We run, run, run. We worry about germs and calories. We insure everything we got; our house, our jewelry, our cars, our boat, our cows, our health, our life. Sad, sad. What for? Isn’t the Lord in charge? While living in this country is a great blessing, it could also be our undoing. 
“Lay up for yourselves treasures in heaven where moth and rust does not corrupt.”


Tuesday, January 3, 2012

SACK TIME, and I don't mean sleep.

Since 2003, Carol and I treat our grandchildren to Sack Time on Christmas Eve.

You know, we have 12 grandchildren. Buying presents is fun, but wrapping all is a chore.

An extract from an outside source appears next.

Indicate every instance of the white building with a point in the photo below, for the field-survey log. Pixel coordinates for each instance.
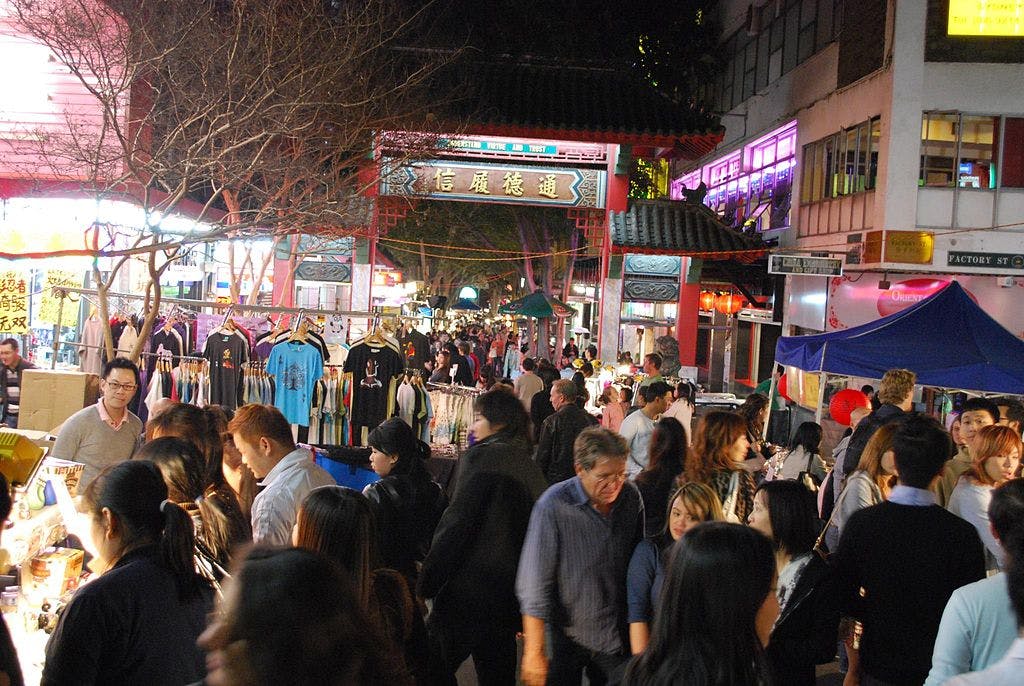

The sacks are pillow cases with each child's name on it. After the traditional Christmas Eve meal, and at the command "go", the kids dive into their sacks. You have never seen a neat looking house be turned into a path of a hurricane in less than five minutes. You should hear the whooping and screeching and giggling and oohs and aahs.

Back when some of the young'ns were two and three years old, they actually disappeared into their sack, digging for treasures.

Each year the kids have a count-down as to how many days are left till 'Sack Time'.

Keeping track of 12 children's gifts can be a nightmare. But, with the sack ready, Carol just pitches the doodads, from pickles to cream soda, toys to posters, beef jerky to tools, boots to funky sox, nail polish to smelly stuff.  –– On and on, all into the ready sacks until that magic night.

Of course, we have batteries ready, so everything can be tried out.